Sleeping is difficult for you now. You blame the bed, the temperature, any excuse you can think of to not confront your own reality: that you've failed to protect your daughter. You give up and decide fresh air might do you some good, but first you go check on Ariane. Your sister warned you not to do that if you weren't comfortable with the risk of seeing Ariane naked or worse, currently engaged. You had seen them kiss and simply tried to pretend you hadn't. As far as you knew, Ariane had never dated while she was going to school, and this was not how you wanted to meet her long-term partner. 

You wonder if under different circumstances you would have minded your daughter dating a Replika. Elster was polite, caring, supportive… but she was a symbol of Ariane's downfall. Her damaged chassis still bore the markings of the Penrose program, forever following Ariane long after she was supposed to be free of it. 
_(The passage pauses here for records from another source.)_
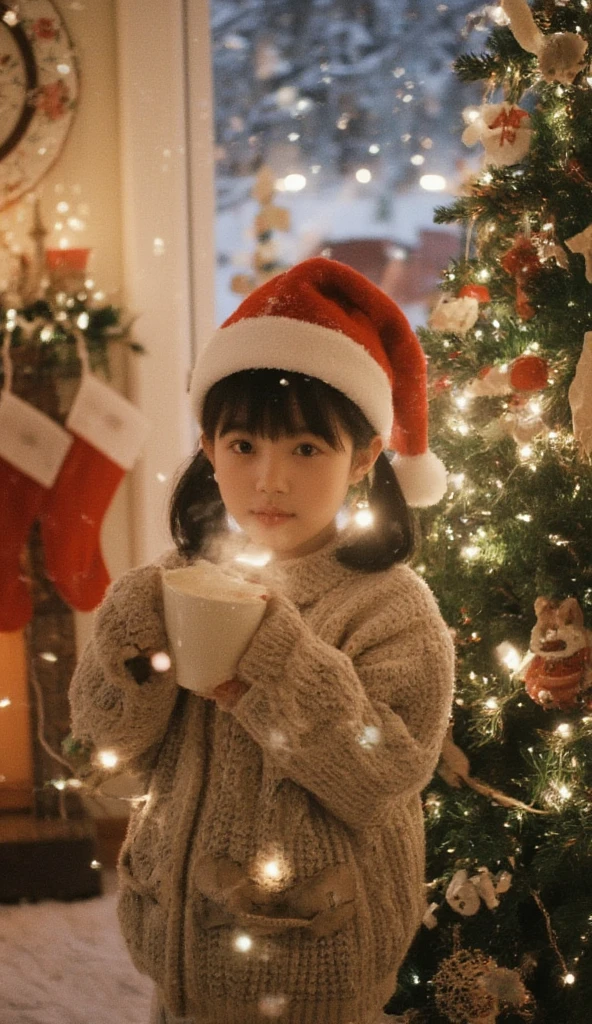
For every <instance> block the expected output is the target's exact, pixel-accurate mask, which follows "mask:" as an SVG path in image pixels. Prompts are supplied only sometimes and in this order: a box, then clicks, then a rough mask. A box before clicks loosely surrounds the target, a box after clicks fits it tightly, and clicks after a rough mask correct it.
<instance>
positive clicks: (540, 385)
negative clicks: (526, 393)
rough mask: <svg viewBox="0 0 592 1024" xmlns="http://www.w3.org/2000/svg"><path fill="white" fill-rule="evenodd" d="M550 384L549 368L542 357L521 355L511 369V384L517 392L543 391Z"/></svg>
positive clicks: (535, 355)
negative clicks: (518, 391) (528, 391)
mask: <svg viewBox="0 0 592 1024" xmlns="http://www.w3.org/2000/svg"><path fill="white" fill-rule="evenodd" d="M548 382H549V366H548V362H547V360H546V359H543V358H541V356H540V355H519V356H518V358H517V359H514V361H513V362H512V366H511V367H510V384H511V385H512V387H513V388H514V389H515V390H516V391H542V390H543V388H544V387H547V384H548Z"/></svg>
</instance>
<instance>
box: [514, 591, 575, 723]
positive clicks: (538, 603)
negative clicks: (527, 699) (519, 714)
mask: <svg viewBox="0 0 592 1024" xmlns="http://www.w3.org/2000/svg"><path fill="white" fill-rule="evenodd" d="M535 612H536V614H537V624H536V626H535V628H534V630H533V632H532V634H531V650H532V652H533V654H534V655H535V656H534V657H533V658H532V659H531V662H530V663H528V665H527V667H526V670H525V674H524V682H525V686H526V692H527V694H528V696H531V697H532V698H533V700H536V701H537V703H540V705H541V706H542V707H543V708H546V709H549V710H550V709H555V708H574V707H576V706H577V705H578V703H579V702H580V701H581V700H585V699H586V696H585V695H586V693H587V691H589V690H590V688H591V687H592V647H591V641H592V637H591V634H590V632H589V631H588V630H587V629H586V628H585V626H584V614H583V612H582V608H581V607H580V605H579V603H578V601H577V600H576V598H575V597H568V598H565V600H564V601H560V602H559V601H552V600H548V599H547V598H546V597H538V598H537V600H536V601H535ZM588 705H589V706H592V692H590V693H588Z"/></svg>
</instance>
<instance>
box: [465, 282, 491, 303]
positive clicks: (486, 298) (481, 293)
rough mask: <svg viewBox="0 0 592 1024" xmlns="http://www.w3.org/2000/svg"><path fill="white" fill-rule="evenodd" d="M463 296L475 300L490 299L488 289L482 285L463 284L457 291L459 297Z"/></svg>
mask: <svg viewBox="0 0 592 1024" xmlns="http://www.w3.org/2000/svg"><path fill="white" fill-rule="evenodd" d="M464 298H468V299H476V300H477V302H491V301H492V296H491V295H490V290H489V288H485V286H484V285H463V287H462V288H461V290H460V292H459V299H464Z"/></svg>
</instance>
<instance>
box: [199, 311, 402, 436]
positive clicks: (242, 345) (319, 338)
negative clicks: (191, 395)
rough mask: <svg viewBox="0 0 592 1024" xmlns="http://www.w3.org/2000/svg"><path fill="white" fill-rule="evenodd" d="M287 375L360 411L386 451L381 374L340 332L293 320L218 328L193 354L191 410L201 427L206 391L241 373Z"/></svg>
mask: <svg viewBox="0 0 592 1024" xmlns="http://www.w3.org/2000/svg"><path fill="white" fill-rule="evenodd" d="M255 369H258V370H264V369H267V370H286V371H290V370H291V371H292V372H293V373H299V374H307V375H309V376H310V377H318V378H319V379H320V380H322V381H325V382H326V383H327V384H331V385H332V387H334V388H337V390H338V391H342V392H343V394H345V395H347V397H348V398H350V399H351V400H352V401H353V402H355V404H356V406H358V407H360V409H361V410H362V412H363V413H364V414H365V416H366V418H367V419H368V420H369V422H370V423H371V424H372V426H373V427H374V428H375V430H376V432H377V433H379V434H380V435H381V436H382V438H383V440H384V443H385V445H386V446H388V443H389V439H390V432H391V429H392V391H391V385H390V381H389V379H388V377H387V375H386V374H385V372H384V370H383V369H382V368H381V367H380V366H379V364H378V362H377V361H376V359H375V358H374V356H373V355H371V354H370V352H368V351H367V350H366V348H364V346H363V345H361V344H360V343H358V342H356V341H352V340H351V338H349V337H348V336H347V335H346V334H342V333H341V331H334V330H332V329H331V328H326V327H320V326H319V325H318V324H309V323H307V322H305V321H299V319H295V318H293V317H292V316H252V317H250V318H248V319H247V318H246V319H241V321H237V322H236V323H235V324H230V325H229V326H228V327H224V328H218V330H217V331H216V332H215V334H214V335H213V336H212V337H211V339H210V340H209V342H208V343H207V344H206V345H205V346H204V348H203V349H202V351H201V352H199V353H198V358H197V362H196V367H195V370H194V374H193V377H192V386H191V395H192V406H193V409H194V411H195V413H196V416H197V418H198V422H200V424H201V418H202V411H203V406H204V399H205V397H206V394H207V392H208V391H209V389H210V388H211V387H212V385H213V384H216V383H217V382H218V381H219V380H222V378H223V377H228V376H229V375H230V374H236V373H238V372H239V371H241V370H255Z"/></svg>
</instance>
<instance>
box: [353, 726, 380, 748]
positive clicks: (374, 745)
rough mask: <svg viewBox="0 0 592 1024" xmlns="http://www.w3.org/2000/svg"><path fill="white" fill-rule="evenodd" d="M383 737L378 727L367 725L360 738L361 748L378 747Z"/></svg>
mask: <svg viewBox="0 0 592 1024" xmlns="http://www.w3.org/2000/svg"><path fill="white" fill-rule="evenodd" d="M381 737H382V733H381V731H380V729H379V728H378V726H376V725H367V726H366V727H365V729H364V732H363V733H362V735H361V737H360V740H358V742H360V745H361V746H378V744H379V742H380V740H381Z"/></svg>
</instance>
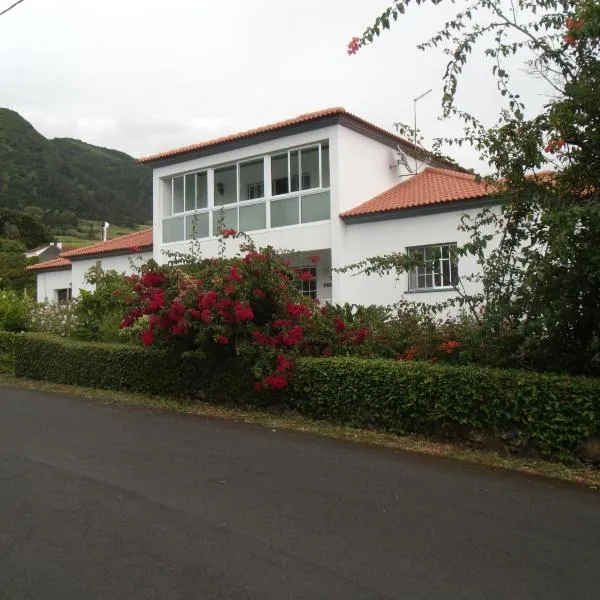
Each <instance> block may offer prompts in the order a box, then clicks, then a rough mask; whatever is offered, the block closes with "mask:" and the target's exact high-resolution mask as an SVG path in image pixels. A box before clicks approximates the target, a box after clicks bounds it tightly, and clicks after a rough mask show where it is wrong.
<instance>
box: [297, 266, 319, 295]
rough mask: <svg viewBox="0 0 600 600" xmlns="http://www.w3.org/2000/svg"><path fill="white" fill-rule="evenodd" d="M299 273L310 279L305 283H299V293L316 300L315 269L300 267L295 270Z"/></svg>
mask: <svg viewBox="0 0 600 600" xmlns="http://www.w3.org/2000/svg"><path fill="white" fill-rule="evenodd" d="M297 271H298V272H299V273H308V274H309V275H310V276H311V279H307V280H306V281H301V282H300V283H301V288H300V291H301V292H302V294H303V295H304V296H308V297H309V298H313V299H316V298H317V267H315V266H313V265H311V266H310V267H300V268H299V269H297Z"/></svg>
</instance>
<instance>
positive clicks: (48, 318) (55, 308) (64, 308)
mask: <svg viewBox="0 0 600 600" xmlns="http://www.w3.org/2000/svg"><path fill="white" fill-rule="evenodd" d="M29 320H30V327H29V330H30V331H35V332H38V333H50V334H53V335H61V336H69V335H70V334H71V331H72V330H73V328H74V326H75V320H76V318H75V302H66V303H63V302H60V303H58V304H49V303H47V302H45V303H42V304H35V305H33V306H32V307H31V310H30V313H29Z"/></svg>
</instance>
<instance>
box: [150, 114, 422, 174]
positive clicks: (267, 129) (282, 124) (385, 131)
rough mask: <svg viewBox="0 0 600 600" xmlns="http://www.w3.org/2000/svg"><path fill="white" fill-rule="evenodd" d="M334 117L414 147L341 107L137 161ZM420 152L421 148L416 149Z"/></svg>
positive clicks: (155, 159)
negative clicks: (347, 121) (349, 119)
mask: <svg viewBox="0 0 600 600" xmlns="http://www.w3.org/2000/svg"><path fill="white" fill-rule="evenodd" d="M334 116H344V117H346V118H348V119H350V120H352V121H355V122H356V123H359V124H361V125H364V126H366V127H368V128H369V129H371V130H372V131H375V132H376V133H379V134H383V135H386V136H387V137H389V138H390V139H391V140H393V141H394V142H395V143H402V144H404V145H409V146H411V147H415V146H414V144H413V143H412V142H410V141H408V140H406V139H404V138H402V137H400V136H397V135H394V134H393V133H390V132H389V131H387V130H385V129H383V128H381V127H378V126H377V125H373V123H369V122H368V121H365V120H364V119H361V118H360V117H357V116H356V115H353V114H352V113H349V112H348V111H347V110H346V109H345V108H343V107H342V106H336V107H333V108H326V109H324V110H319V111H316V112H312V113H306V114H303V115H298V116H297V117H293V118H292V119H286V120H285V121H278V122H277V123H271V124H270V125H264V126H262V127H257V128H255V129H249V130H248V131H241V132H239V133H234V134H231V135H226V136H223V137H219V138H216V139H213V140H208V141H206V142H200V143H198V144H192V145H191V146H183V147H181V148H175V149H173V150H167V151H166V152H159V153H158V154H152V155H150V156H144V157H143V158H140V159H139V162H141V163H147V162H152V161H155V160H160V159H162V158H170V157H172V156H179V155H181V154H188V153H190V152H196V151H198V150H203V149H204V148H210V147H212V146H218V145H219V144H224V143H226V142H232V141H236V140H242V139H245V138H249V137H252V136H254V135H259V134H261V133H268V132H270V131H277V130H280V129H285V128H286V127H293V126H294V125H300V124H301V123H308V122H310V121H318V120H319V119H324V118H326V117H334ZM418 149H419V150H420V151H422V149H421V148H418Z"/></svg>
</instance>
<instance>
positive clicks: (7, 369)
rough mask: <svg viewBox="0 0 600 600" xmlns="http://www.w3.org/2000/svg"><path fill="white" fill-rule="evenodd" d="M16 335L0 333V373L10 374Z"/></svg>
mask: <svg viewBox="0 0 600 600" xmlns="http://www.w3.org/2000/svg"><path fill="white" fill-rule="evenodd" d="M15 339H16V334H15V333H11V332H8V331H0V373H12V372H13V370H14V363H15Z"/></svg>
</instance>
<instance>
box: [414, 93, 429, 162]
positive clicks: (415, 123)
mask: <svg viewBox="0 0 600 600" xmlns="http://www.w3.org/2000/svg"><path fill="white" fill-rule="evenodd" d="M429 92H431V88H429V89H428V90H427V91H426V92H423V93H422V94H421V95H420V96H417V97H416V98H413V117H414V128H413V143H414V145H415V147H416V146H417V102H418V101H419V100H420V99H421V98H424V97H425V96H427V94H429ZM418 168H419V165H418V159H417V157H416V156H415V173H416V172H417V169H418Z"/></svg>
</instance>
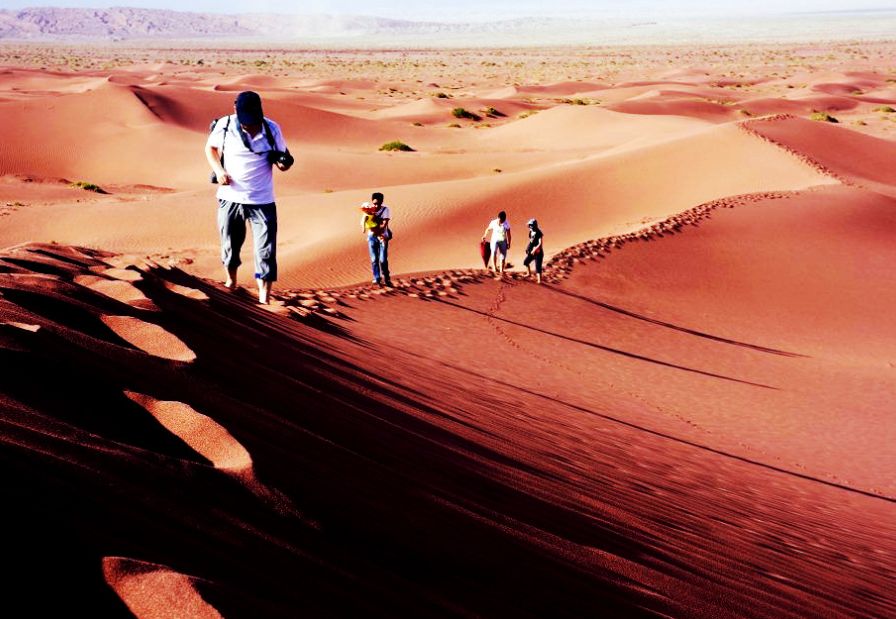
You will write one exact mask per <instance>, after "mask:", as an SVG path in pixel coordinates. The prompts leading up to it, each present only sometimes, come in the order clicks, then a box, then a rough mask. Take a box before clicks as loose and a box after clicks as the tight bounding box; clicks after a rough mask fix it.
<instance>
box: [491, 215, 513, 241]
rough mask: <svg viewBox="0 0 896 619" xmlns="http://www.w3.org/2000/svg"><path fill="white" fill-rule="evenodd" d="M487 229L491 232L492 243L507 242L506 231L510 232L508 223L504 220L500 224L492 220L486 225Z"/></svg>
mask: <svg viewBox="0 0 896 619" xmlns="http://www.w3.org/2000/svg"><path fill="white" fill-rule="evenodd" d="M488 229H489V230H491V231H492V243H500V242H501V241H506V240H507V231H508V230H510V223H509V222H508V221H507V220H506V219H505V220H504V223H503V224H502V223H501V222H499V221H498V220H497V219H493V220H492V223H490V224H489V225H488Z"/></svg>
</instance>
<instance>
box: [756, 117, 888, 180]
mask: <svg viewBox="0 0 896 619" xmlns="http://www.w3.org/2000/svg"><path fill="white" fill-rule="evenodd" d="M748 127H749V129H750V130H751V131H755V132H756V133H758V134H759V135H761V136H763V137H765V138H766V139H768V140H771V141H772V142H774V143H776V144H780V145H781V146H783V147H785V148H787V149H789V150H792V151H794V152H796V153H798V154H800V155H803V156H805V157H808V158H810V159H811V160H812V161H814V162H817V164H818V165H820V166H822V167H824V168H825V169H828V170H831V171H833V172H835V173H836V174H838V175H840V176H841V177H842V178H844V179H846V180H848V181H849V182H852V183H856V184H858V185H861V186H865V187H868V188H870V189H873V190H875V191H879V192H881V193H884V194H887V195H891V196H894V195H896V193H894V191H896V190H894V186H896V170H894V168H893V165H892V162H893V160H894V157H896V144H894V143H893V141H892V140H882V139H879V138H875V137H872V136H867V135H862V134H861V133H856V132H854V131H849V130H848V129H843V128H841V127H837V126H834V125H831V124H830V123H823V122H813V121H808V120H804V119H800V118H793V117H789V118H776V119H770V120H761V119H760V120H756V121H751V122H750V123H749V124H748Z"/></svg>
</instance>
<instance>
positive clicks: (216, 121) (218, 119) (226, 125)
mask: <svg viewBox="0 0 896 619" xmlns="http://www.w3.org/2000/svg"><path fill="white" fill-rule="evenodd" d="M222 118H224V117H223V116H222V117H221V118H216V119H215V120H213V121H212V124H211V125H209V127H208V132H209V133H211V132H212V131H214V130H215V128H216V127H217V126H218V123H219V122H221V119H222ZM229 130H230V115H228V116H227V122H226V123H225V124H224V137H223V138H221V157H220V158H221V167H223V166H224V148H225V147H226V146H227V133H228V132H229Z"/></svg>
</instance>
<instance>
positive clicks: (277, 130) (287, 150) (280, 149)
mask: <svg viewBox="0 0 896 619" xmlns="http://www.w3.org/2000/svg"><path fill="white" fill-rule="evenodd" d="M271 125H273V127H274V129H272V132H273V134H274V144H275V145H276V146H277V150H279V151H280V152H282V153H288V152H289V148H288V147H287V146H286V140H284V139H283V130H282V129H280V125H278V124H277V123H275V122H274V121H268V127H270V126H271ZM293 163H295V159H293V158H292V157H290V158H289V161H288V162H286V163H281V162H280V161H277V162H276V163H274V165H275V166H277V169H278V170H280V171H281V172H286V171H287V170H288V169H290V168H291V167H292V164H293Z"/></svg>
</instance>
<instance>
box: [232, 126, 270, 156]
mask: <svg viewBox="0 0 896 619" xmlns="http://www.w3.org/2000/svg"><path fill="white" fill-rule="evenodd" d="M227 120H228V122H229V121H230V118H228V119H227ZM263 123H264V127H263V128H262V131H264V133H265V137H266V138H267V140H268V146H269V147H270V148H269V149H268V150H265V151H260V152H256V151H255V149H254V148H252V144H251V143H250V142H249V136H248V135H246V132H245V131H243V128H242V127H240V130H239V134H240V139H241V140H242V141H243V146H245V147H246V150H248V151H249V152H250V153H255V154H256V155H266V154H267V153H268V152H270V151H272V150H277V142H276V141H275V140H274V132H273V131H271V126H270V125H269V124H268V121H267V119H264V121H263Z"/></svg>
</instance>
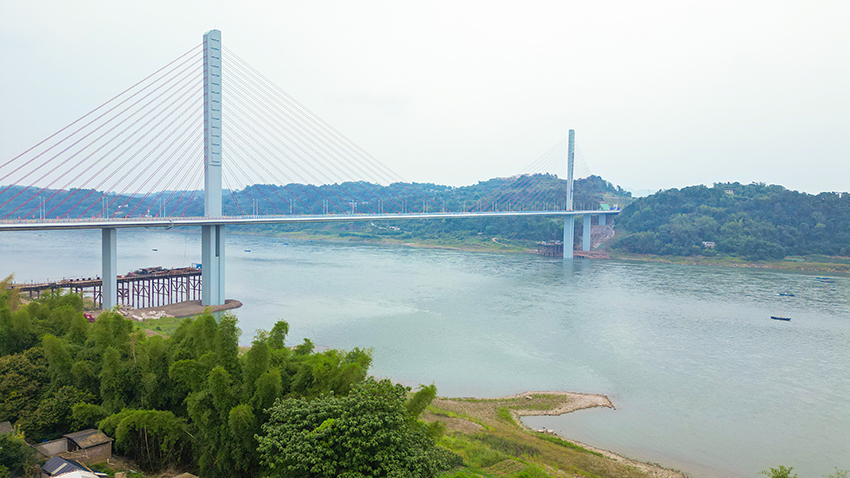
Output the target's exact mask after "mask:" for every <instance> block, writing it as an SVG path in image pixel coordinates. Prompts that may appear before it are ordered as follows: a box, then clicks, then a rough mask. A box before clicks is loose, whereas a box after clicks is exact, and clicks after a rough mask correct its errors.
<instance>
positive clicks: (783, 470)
mask: <svg viewBox="0 0 850 478" xmlns="http://www.w3.org/2000/svg"><path fill="white" fill-rule="evenodd" d="M793 469H794V467H793V466H789V467H788V468H785V467H784V466H782V465H779V468H769V469H767V470H762V471H760V472H759V474H762V475H767V476H769V477H770V478H797V474H796V473H794V474H793V475H792V474H791V470H793Z"/></svg>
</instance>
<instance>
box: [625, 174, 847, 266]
mask: <svg viewBox="0 0 850 478" xmlns="http://www.w3.org/2000/svg"><path fill="white" fill-rule="evenodd" d="M617 224H618V227H619V228H621V229H623V230H624V231H623V232H626V233H627V236H625V237H623V238H622V239H620V240H619V241H618V242H617V244H616V247H617V248H619V249H620V250H624V251H627V252H632V253H639V254H660V255H698V254H702V255H715V254H717V253H721V254H730V255H735V256H740V257H743V258H746V259H751V260H766V259H781V258H783V257H786V256H790V255H794V256H802V255H808V254H823V255H831V256H847V255H848V254H850V194H848V193H828V192H826V193H821V194H818V195H811V194H806V193H800V192H797V191H790V190H788V189H785V188H784V187H782V186H777V185H765V184H761V183H754V184H747V185H742V184H740V183H718V184H715V185H714V187H706V186H692V187H687V188H683V189H669V190H666V191H661V192H659V193H656V194H654V195H652V196H648V197H645V198H641V199H638V200H636V201H634V202H633V203H632V204H630V205H629V206H628V207H626V208H625V209H624V210H623V212H622V213H621V214H620V215H619V217H618V218H617ZM704 241H707V242H714V243H715V244H716V245H715V248H714V249H711V248H707V247H704V246H703V242H704Z"/></svg>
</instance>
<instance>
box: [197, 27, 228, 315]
mask: <svg viewBox="0 0 850 478" xmlns="http://www.w3.org/2000/svg"><path fill="white" fill-rule="evenodd" d="M221 81H222V71H221V31H219V30H210V31H208V32H207V33H205V34H204V215H205V216H206V217H221V130H222V127H221V85H222V83H221ZM201 303H202V304H203V305H221V304H224V226H223V225H209V226H201Z"/></svg>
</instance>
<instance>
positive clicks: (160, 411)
mask: <svg viewBox="0 0 850 478" xmlns="http://www.w3.org/2000/svg"><path fill="white" fill-rule="evenodd" d="M186 428H187V426H186V422H185V420H183V419H181V418H178V417H176V416H174V414H173V413H171V412H168V411H160V410H124V411H122V412H121V413H117V414H114V415H112V416H110V417H108V418H106V419H104V420H103V421H101V422H100V429H101V431H103V432H104V433H105V434H107V435H109V436H112V437H114V438H115V449H116V450H117V451H119V452H121V453H123V454H125V455H127V456H129V457H131V458H132V459H133V460H134V461H136V462H137V463H138V464H139V466H141V467H142V468H143V469H146V470H158V469H160V468H162V467H163V466H165V465H168V464H172V463H187V462H188V461H189V460H190V454H189V450H190V445H189V438H190V436H189V434H188V433H187V431H186Z"/></svg>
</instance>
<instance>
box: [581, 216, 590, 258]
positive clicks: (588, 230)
mask: <svg viewBox="0 0 850 478" xmlns="http://www.w3.org/2000/svg"><path fill="white" fill-rule="evenodd" d="M590 218H591V216H590V214H585V215H584V216H582V223H581V225H582V228H581V250H583V251H589V250H590Z"/></svg>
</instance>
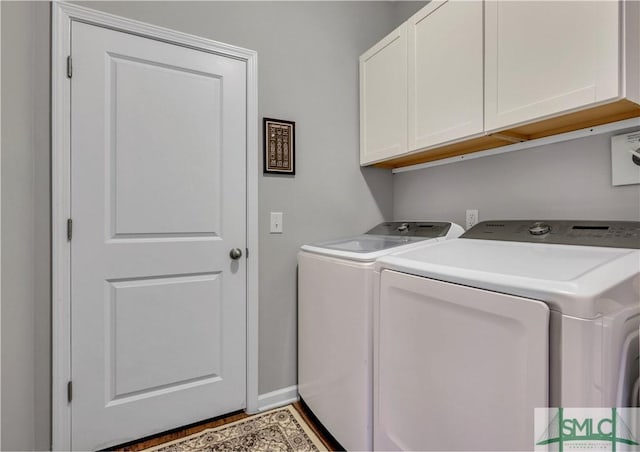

As you approach the bedroom door, you hear something. Indistinct humming drifting into the hallway. It isn't meant for you to hear, but you recognize it as Elster's voice. You cannot help but look inside, and there you find them standing. Elster is supporting Ariane with an arm around her waist as they engage in what you think is supposed to be a dance. They do not look at you, but you do not stay to watch.

 

You step out onto the balcony and look up at the sky. You cannot see the stars on Rotfront.

Notes:

"Creep no one but you cares about a work being "too short" to put on AO3" My friend when I told them why I hadn't uploaded this to AO3.
Anyway, I've always thought that if somehow someway they did get to "go home" they'd be too screwed up to be able to re-acclimate into "normal" society anyway.
Oh also I know her last name is actually Yeong but when I wrote this I didn't trust what the wiki said because it didn't have a source but the Home save point at the end of the game is called Yeong Family Apartment in the game data so wouldn't ya know it her last name is actually Yeong. Just ignore that and pretend it's part of the AU nature of this fic.